The air was pretty crowded. Nevertheless, we made good time, at least at the beginning. The children were behaving, and I thought we might at last have some luck and get in a fine long day somewhere on a lonely strip of sand between the sky and the sparkling sea. on a lonely strip of sand between the sky and the sparkling sea.

We had planned on going to Mercury Beach, having had a good time there once before. But even before we got there we could see it was jammed. There wasn’t an inch of grass or sand that someone had not already claimed by setting his copter down on it. At a distance, the beach looked like a convention of sand fleas. Copters were hopping up and down and around as far as the eye could see.

We surveyed the situation for a while from offshore, and then decided to go on about fifty miles to Jupiter Beach. The children were a bit disappointed. “ We’ll soon be able to come down somewhere,” I told them, “and then we can all get in the water.”

The air cops at Jupiter simply shooed us on by. Josey was somewhat irritated by their brusque manner. “There is nothing to do except keep going,” I said.

The sun was already hot and getting uncomfortable. We passed over several rocky headlands, all covered with scrub pine, — no place for landing or bathing, — until we came to Venus Beach.

I came down pretty low and tried to squeeze in at several places. After bumping a few wing tips and being bawled out by half a dozen irate copter owners, I gave it up and we continued on toward Saturn and Mars beaches. We kept a constant lookout for some little cove where we might drop down and have a few yards of sand and quiet to ourselves, but someone had always got there ahead of us.
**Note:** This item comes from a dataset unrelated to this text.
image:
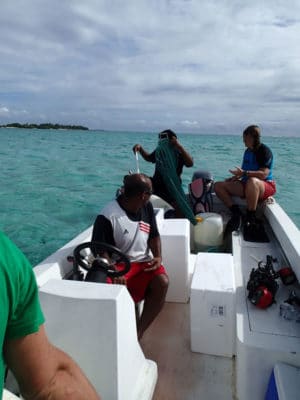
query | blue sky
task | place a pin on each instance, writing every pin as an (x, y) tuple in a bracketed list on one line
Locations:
[(145, 65)]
Other places, probably privately owned, had big signs painted on the roofs or marked out on the grounds — “Private Property, Keep Clear, No Copter Landings Allowed, Anyone Landing Here Is Subject to Arrest.” That will give you an idea.
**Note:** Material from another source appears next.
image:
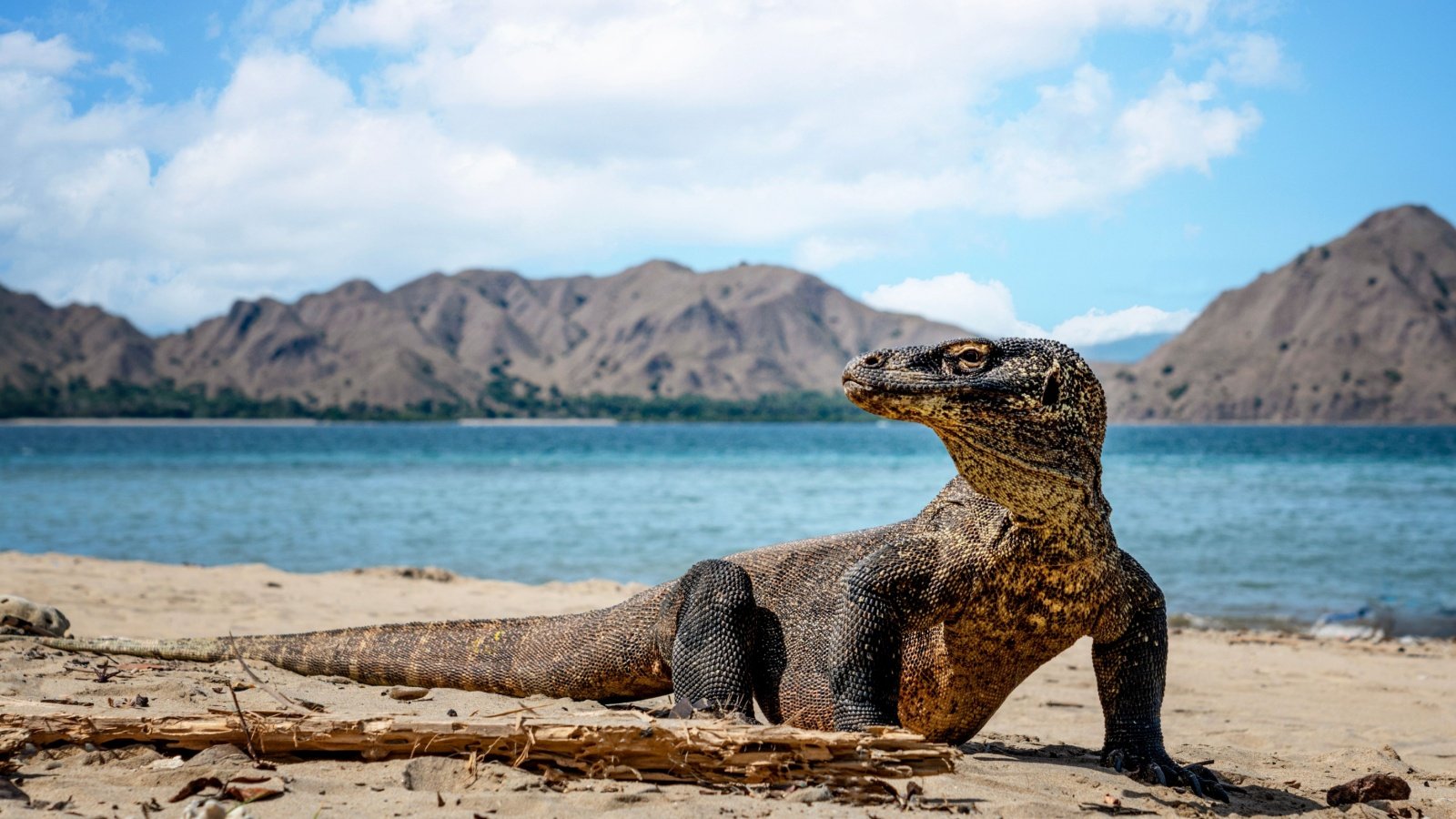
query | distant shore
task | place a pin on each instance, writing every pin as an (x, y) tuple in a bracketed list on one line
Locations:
[(1283, 716), (291, 421)]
We’d done nearly four hundred miles by that time and the children were frankly rebellious. Josey, too, was growing rather peevish. Anyone might have thought that all our troubles were my fault.

Saturn and Mars beaches were no better, — worse if anything, — and though we hovered around for half an hour, craning our necks in every direction, we couldn’t spot a single unoccupied foot.

I was beginning to run low on gas. I told Josey we’d come down and stretch our legs and let the children go to the toilet and then we’d see what could be done. I talked to the gas station man and he told me it looked to him as if the whole of the Middle West had flown East for a swim in salt water. I asked him if he had any suggestions as to what we might do. He said the only thing he could think of was to try Canada or even Newfoundland. I explained that all we wanted was a few hours on the beach.

He said he’d never seen the air so full of brokendown old wrecks as it was that day. Everybody and his brother who had anything that could fly were out in it. The United States, he said, only had a couple thousand miles of beaches on the East Coast, but if it had been seven thousand he still didn’t think it would have been enough.

Another copter was honking at us to pull out of the gas station and let him in, so we left the attendant grumbling to himself. I took her up to about six thousand feet and we hung there awhile to cool off and hold a conference. Josey said the children were starving and she could eat something herself and couldn’t we do something besides just flying around? The day was half gone already, she said; we were a long way from home, and if we didn’t do something pretty soon we might just as well turn around and go back home and take a shower and lie down and listen to the radio or watch the television.

Since the children simply couldn’t be kept from the lunch any longer, she opened up the basket and handed out sandwiches. Finally I asked the children if there was anything in the sight-seeing line that they’d like. How about the Capitol at Washington, or the Blue Ridge Mountains, or the skyscrapers of New York, or maybe even Niagara Falls? No, they’d seen them all. They still wanted to dig in the sand and play in the surf and look for sea shells. Josey wanted to lie under a beach umbrella and read a novel. Of course no one asked me what I wanted. I’d have been happy merely to get in the shade somewhere and fall asleep.

The flight home was long and tedious. Traffic was heavy and often snarled. Josey just sat there and stared ahead into space. The children got restless and began to fight. Josey had to separate them several times. When at last I brought the old family copter down on our own front lawn, I was dog-tired.

The children went out in the garden and played with the hose. Josey retired to the davenport in the parlor. I put on ray old pants and went out to tinker a bit with the copter. Looking at the speedometer, I noted that we’d done about 1173 air-miles. And for what? Anyway, that is how we spent Labor Day, 1949.